Background: Hospital medicine is the fastest growing subspecialty within internal medicine, growing from 10,000 hospitalists in 2002 to over 50,000 in 2016. Despite this growth, there remain relatively few hospitalists who are clinician investigators. We sought to quantify the number of clinician investigators, their dedicated time for research at major United States academic medical centers, and identify potential gaps in resources for researchers.
Methods: We performed a survey of hospital medicine programs at academic medical centers in the United States affiliated with the Hospital Medicine Reengineering Network (HOMERuN), a hospital medicine research collaborative. Questions regarding the number of hospitalists and full-time equivalents (FTE) were free response. Questions regarding research services available, mentorship and services needing improvement were multiple choice. Surveys were distributed via email to chiefs and/or senior leaders of unique hospitalist groups between January and August 2019. Responses are reported as numbers and proportions or median and interquartile range (IQR) as appropriate.
Results: We received responses from representatives of 43 hospital medicine groups from 86 invitees (50%). The number of hospitalists per program ranged from 4 to 150 with a median of 50 (Figure 1). The median number of total clinical investigators per hospital medicine group was 0 (IQR 0-2) (Figure 1). Similarly, the median protected FTE (including grant support and dedicated salary support) for all clinician investigators within each program was 0 (IQR 0-1.6) (Figure 2). Most groups reported having research services available, but these were most often shared with another department/division; some programs reported not have access to statisticians (22%), statistical programmers (31.7%), or research assistants (56.1%).
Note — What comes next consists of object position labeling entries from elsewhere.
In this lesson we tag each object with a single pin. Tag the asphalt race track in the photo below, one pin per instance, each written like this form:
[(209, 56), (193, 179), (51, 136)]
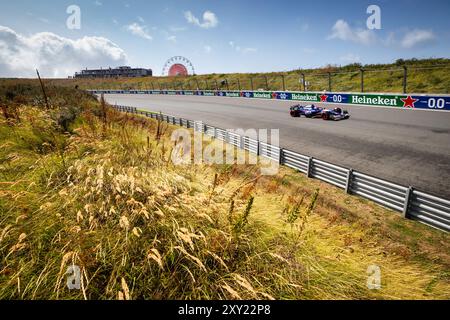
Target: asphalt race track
[(409, 147)]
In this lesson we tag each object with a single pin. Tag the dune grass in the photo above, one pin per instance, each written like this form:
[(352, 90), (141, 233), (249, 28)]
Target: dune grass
[(104, 196)]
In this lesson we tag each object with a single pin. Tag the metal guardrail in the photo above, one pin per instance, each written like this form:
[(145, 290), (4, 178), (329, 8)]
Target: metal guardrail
[(413, 204)]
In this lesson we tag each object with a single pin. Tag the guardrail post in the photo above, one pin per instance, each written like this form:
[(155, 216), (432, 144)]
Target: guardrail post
[(329, 81), (348, 184), (362, 79), (407, 201), (309, 169), (303, 82), (405, 78)]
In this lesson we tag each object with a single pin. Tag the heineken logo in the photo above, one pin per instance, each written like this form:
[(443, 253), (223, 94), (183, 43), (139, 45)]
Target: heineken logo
[(263, 95), (374, 100), (304, 97)]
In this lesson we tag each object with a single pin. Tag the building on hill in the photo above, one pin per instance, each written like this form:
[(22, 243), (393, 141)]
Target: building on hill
[(120, 72)]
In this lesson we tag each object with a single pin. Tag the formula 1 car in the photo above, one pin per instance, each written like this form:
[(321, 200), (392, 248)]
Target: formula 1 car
[(308, 111), (335, 114), (311, 111)]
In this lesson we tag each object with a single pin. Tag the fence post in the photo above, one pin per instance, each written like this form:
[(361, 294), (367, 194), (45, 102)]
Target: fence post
[(309, 171), (362, 80), (329, 81), (407, 201), (348, 184), (405, 78)]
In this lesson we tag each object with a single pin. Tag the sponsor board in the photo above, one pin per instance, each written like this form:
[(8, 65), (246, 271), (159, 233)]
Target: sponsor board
[(262, 95), (376, 100), (233, 94), (305, 97)]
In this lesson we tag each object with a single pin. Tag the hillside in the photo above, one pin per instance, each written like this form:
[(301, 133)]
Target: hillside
[(81, 184), (423, 76)]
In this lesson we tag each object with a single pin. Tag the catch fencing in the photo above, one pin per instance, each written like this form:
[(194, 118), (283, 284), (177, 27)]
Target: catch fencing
[(411, 203)]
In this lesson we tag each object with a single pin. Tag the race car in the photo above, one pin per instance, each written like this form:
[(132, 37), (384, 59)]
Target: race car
[(309, 111), (312, 111), (335, 114)]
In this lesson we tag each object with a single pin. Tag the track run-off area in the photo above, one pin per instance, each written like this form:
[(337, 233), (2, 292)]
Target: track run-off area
[(409, 147)]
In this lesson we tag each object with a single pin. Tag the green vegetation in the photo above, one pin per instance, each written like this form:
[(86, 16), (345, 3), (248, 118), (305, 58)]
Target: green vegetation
[(423, 76), (99, 191)]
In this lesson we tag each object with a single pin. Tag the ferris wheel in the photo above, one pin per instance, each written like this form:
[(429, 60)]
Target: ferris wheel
[(178, 66)]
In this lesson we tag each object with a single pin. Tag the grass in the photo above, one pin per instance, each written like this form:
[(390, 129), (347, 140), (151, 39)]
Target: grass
[(105, 196), (424, 76)]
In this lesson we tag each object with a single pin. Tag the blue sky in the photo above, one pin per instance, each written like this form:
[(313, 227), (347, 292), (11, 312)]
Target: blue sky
[(233, 36)]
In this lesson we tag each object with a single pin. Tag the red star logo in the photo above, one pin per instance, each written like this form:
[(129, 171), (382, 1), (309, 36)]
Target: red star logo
[(323, 98), (409, 102)]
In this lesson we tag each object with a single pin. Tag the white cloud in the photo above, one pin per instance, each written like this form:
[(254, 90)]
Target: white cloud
[(342, 31), (304, 27), (139, 30), (416, 38), (177, 29), (351, 58), (309, 50), (249, 50), (53, 55), (209, 19), (207, 49), (241, 50)]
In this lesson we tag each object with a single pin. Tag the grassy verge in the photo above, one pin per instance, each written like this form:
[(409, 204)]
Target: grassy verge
[(104, 195)]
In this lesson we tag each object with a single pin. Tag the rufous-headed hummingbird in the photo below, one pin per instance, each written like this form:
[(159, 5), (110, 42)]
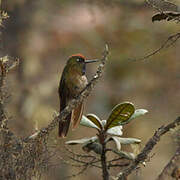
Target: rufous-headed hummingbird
[(73, 81)]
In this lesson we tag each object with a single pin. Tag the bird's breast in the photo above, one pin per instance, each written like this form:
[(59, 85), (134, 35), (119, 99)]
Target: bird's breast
[(76, 83)]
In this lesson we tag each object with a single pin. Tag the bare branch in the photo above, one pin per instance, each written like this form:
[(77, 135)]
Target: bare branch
[(172, 169), (141, 157), (169, 42)]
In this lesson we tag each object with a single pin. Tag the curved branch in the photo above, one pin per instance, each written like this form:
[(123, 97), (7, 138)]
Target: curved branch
[(141, 157), (172, 168)]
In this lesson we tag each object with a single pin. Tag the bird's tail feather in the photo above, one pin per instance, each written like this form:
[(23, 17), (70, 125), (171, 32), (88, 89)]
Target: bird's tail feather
[(64, 126), (77, 115)]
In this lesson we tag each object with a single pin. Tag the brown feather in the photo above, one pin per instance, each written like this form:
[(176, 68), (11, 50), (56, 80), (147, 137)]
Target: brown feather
[(77, 115), (64, 126)]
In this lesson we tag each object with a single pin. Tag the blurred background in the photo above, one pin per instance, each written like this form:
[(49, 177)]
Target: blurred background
[(43, 34)]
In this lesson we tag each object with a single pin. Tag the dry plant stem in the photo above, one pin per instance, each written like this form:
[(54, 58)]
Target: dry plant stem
[(102, 138), (173, 164), (141, 157), (169, 42), (83, 95)]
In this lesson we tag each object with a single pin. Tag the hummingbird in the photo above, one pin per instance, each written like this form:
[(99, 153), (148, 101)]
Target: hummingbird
[(73, 81)]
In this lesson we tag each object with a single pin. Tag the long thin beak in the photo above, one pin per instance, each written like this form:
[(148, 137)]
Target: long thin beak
[(91, 60)]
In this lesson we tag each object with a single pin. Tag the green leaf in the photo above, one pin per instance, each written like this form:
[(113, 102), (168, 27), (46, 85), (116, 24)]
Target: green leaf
[(120, 114), (82, 141), (137, 113), (94, 119), (115, 131), (86, 122)]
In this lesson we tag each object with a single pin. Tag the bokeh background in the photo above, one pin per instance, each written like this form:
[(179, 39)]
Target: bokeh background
[(43, 34)]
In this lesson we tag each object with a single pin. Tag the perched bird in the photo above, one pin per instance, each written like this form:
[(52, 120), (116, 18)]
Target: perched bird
[(73, 81)]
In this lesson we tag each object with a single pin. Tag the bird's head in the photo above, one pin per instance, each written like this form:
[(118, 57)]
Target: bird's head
[(78, 63)]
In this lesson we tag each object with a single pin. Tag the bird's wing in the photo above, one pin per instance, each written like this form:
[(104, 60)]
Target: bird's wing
[(77, 115), (64, 98)]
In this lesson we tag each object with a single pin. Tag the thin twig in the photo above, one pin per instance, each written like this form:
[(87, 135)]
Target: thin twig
[(141, 157), (171, 167), (169, 42)]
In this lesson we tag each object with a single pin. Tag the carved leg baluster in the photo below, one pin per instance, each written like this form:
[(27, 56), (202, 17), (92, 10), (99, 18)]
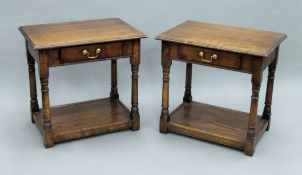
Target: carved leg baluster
[(34, 106), (269, 92), (187, 96), (44, 74), (135, 61), (166, 64), (114, 92), (251, 132)]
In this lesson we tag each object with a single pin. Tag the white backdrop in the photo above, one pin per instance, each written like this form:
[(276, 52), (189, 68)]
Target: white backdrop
[(147, 151)]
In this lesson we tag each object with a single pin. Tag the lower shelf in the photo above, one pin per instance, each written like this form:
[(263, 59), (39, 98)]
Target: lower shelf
[(212, 123), (88, 118)]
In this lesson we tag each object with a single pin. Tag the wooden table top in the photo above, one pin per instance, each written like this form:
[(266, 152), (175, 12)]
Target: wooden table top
[(222, 37), (46, 36)]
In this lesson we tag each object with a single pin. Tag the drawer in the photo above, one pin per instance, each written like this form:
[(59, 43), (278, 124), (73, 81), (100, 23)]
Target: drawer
[(91, 52), (210, 56)]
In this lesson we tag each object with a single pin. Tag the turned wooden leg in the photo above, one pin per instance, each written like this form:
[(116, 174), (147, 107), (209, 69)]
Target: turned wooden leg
[(114, 92), (34, 106), (269, 91), (251, 132), (44, 73), (135, 61), (166, 64), (187, 96)]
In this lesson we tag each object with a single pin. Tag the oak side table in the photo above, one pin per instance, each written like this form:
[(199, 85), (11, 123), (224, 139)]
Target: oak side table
[(232, 48), (61, 44)]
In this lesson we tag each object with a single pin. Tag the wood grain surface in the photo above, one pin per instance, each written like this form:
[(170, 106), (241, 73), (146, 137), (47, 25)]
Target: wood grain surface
[(88, 118), (45, 36), (235, 39), (212, 123)]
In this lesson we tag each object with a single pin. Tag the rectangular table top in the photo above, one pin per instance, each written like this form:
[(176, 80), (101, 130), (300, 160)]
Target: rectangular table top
[(46, 36), (215, 36)]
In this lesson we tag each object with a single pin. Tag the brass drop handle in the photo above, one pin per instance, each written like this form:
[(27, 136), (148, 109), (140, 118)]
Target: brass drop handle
[(213, 57), (97, 52)]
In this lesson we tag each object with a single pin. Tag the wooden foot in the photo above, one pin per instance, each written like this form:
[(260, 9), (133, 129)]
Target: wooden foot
[(44, 74), (34, 107), (269, 91), (251, 133), (135, 61), (48, 139), (166, 64)]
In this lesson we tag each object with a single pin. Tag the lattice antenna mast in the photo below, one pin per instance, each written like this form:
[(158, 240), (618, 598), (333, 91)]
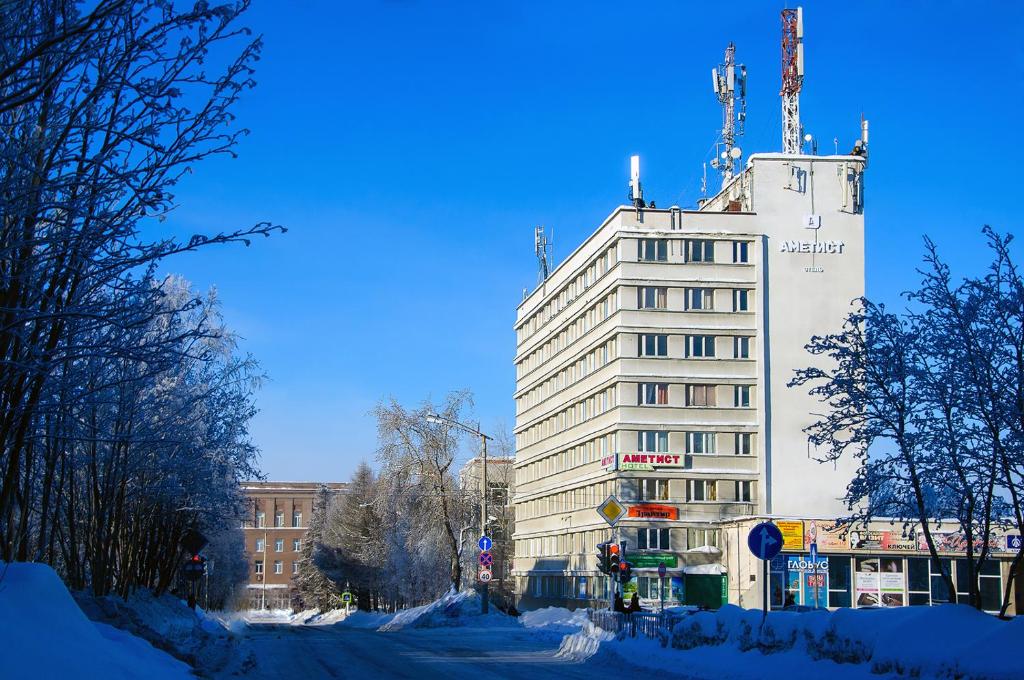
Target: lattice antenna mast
[(793, 78), (730, 87), (542, 248)]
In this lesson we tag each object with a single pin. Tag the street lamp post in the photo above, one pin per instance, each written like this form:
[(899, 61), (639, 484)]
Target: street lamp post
[(434, 418)]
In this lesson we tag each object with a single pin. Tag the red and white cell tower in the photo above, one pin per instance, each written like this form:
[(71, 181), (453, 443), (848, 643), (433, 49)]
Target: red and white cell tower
[(793, 78)]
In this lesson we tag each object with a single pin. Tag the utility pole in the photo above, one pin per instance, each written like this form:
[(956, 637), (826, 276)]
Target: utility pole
[(483, 510)]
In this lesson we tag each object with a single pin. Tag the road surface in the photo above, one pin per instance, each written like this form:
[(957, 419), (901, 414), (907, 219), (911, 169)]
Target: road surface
[(274, 650)]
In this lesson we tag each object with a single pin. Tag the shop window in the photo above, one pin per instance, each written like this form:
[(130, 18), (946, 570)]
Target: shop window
[(839, 582)]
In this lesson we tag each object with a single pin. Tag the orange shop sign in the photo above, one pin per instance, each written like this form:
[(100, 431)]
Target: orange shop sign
[(653, 511)]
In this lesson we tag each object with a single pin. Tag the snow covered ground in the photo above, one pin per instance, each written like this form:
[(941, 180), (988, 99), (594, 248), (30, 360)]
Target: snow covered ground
[(46, 635)]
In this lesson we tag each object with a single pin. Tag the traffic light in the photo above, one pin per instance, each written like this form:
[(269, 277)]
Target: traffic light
[(603, 562), (614, 558), (625, 572)]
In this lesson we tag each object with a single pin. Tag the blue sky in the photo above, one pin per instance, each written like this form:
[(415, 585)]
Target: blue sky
[(411, 147)]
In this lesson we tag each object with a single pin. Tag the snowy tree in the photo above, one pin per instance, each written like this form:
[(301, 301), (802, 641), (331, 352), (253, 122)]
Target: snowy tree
[(419, 499), (930, 401), (315, 589)]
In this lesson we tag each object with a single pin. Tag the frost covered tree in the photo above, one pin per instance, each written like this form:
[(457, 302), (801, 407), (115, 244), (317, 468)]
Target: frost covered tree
[(931, 400), (420, 503), (123, 405), (314, 587)]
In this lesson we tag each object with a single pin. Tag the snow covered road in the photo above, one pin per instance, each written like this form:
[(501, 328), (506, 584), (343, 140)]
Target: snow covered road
[(339, 651)]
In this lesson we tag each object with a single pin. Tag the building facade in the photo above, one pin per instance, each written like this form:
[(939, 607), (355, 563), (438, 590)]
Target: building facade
[(652, 364), (279, 517)]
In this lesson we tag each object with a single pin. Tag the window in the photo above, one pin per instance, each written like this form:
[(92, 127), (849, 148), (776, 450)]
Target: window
[(740, 300), (744, 443), (652, 442), (653, 539), (700, 395), (651, 297), (699, 442), (700, 346), (699, 250), (741, 347), (652, 393), (697, 538), (699, 299), (701, 490), (652, 250), (653, 345), (653, 490), (740, 252)]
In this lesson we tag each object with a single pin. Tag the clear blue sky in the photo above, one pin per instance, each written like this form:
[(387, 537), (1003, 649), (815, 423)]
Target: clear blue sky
[(412, 146)]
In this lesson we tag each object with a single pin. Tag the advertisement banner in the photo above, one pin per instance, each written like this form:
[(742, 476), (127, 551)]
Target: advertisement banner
[(653, 511), (793, 535)]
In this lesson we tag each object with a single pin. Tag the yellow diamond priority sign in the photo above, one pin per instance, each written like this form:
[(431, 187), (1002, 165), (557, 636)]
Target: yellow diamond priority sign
[(611, 510)]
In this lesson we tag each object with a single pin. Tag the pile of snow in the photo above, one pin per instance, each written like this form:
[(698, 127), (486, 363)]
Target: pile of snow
[(453, 609), (46, 635), (948, 641), (199, 639)]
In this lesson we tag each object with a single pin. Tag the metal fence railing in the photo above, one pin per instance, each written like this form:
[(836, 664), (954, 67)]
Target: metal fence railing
[(646, 624)]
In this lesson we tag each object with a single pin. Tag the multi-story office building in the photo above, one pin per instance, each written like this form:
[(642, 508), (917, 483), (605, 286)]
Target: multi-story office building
[(280, 513), (652, 364)]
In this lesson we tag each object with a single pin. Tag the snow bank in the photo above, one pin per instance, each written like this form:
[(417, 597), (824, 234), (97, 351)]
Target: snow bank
[(949, 641), (453, 609), (47, 635)]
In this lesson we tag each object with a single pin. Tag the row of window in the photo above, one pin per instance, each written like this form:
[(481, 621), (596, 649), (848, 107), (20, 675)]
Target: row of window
[(696, 299), (656, 441), (582, 454), (573, 289), (695, 251), (279, 519), (567, 501), (571, 416), (279, 545), (571, 374), (694, 346), (582, 325), (279, 566), (583, 543), (696, 491), (656, 394)]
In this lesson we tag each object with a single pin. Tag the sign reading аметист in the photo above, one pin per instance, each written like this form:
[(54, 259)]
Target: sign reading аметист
[(811, 247)]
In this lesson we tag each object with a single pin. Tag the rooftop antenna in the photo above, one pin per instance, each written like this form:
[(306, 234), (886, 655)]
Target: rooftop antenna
[(636, 188), (542, 248), (730, 87), (793, 78)]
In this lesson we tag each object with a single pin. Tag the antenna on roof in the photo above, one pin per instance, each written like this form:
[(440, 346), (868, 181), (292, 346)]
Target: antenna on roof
[(793, 78), (542, 248), (636, 188), (729, 81)]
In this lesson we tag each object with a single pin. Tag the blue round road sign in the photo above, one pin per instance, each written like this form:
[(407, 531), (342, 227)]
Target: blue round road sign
[(765, 541)]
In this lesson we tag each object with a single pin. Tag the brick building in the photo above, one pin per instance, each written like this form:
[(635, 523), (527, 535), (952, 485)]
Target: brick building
[(274, 529)]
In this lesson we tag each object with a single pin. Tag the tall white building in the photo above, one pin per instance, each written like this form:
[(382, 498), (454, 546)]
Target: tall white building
[(652, 364)]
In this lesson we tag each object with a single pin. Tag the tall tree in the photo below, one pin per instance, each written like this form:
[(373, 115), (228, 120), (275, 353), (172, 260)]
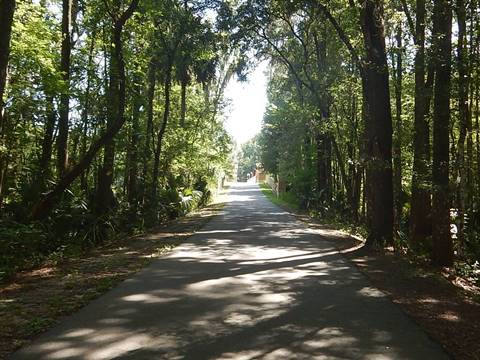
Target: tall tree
[(442, 35), (420, 211), (43, 207), (378, 126), (63, 126), (7, 9)]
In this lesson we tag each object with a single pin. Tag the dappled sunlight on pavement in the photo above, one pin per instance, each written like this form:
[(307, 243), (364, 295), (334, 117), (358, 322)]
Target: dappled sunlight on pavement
[(254, 283)]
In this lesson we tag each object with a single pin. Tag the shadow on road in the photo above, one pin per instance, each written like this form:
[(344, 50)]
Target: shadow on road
[(253, 284)]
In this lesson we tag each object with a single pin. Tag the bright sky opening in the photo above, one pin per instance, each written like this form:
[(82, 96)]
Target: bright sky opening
[(248, 102)]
Most clinician investigators primarily reported mentorship from faculty within their hospitalist group (53.5%), but large proportions obtained mentorship from generalists outside the group (27.9%) or from subspecialists (34.9%). The following were identified as needing improved support for junior researchers: mentoring “at a distance” (53.5%), networking with other researchers (60.5%), access to administrative and clinical data from multiple sites (62.8%), consultation around developing researchers in hospital medicine (60.5%), and fellowships (53.7%).
Conclusions: Across many major U.S. academic medical centers, there is a dearth of hospitalist clinician investigators. In some cases, there are limited research resources available. This likely contributes to a large percentage of clinician investigators seeking mentors outside of hospital medicine. Our results show that more must be done to recruit and develop hospitalist clinician investigators. Sharing of data across sites for collaborative research, distance mentoring, and development of fellowship programs could be potentially high-yield ways to achieve this. Further research is needed to understand why there are relatively low numbers of hospitalist clinician investigators compared to ambulatory general internal medicine investigators.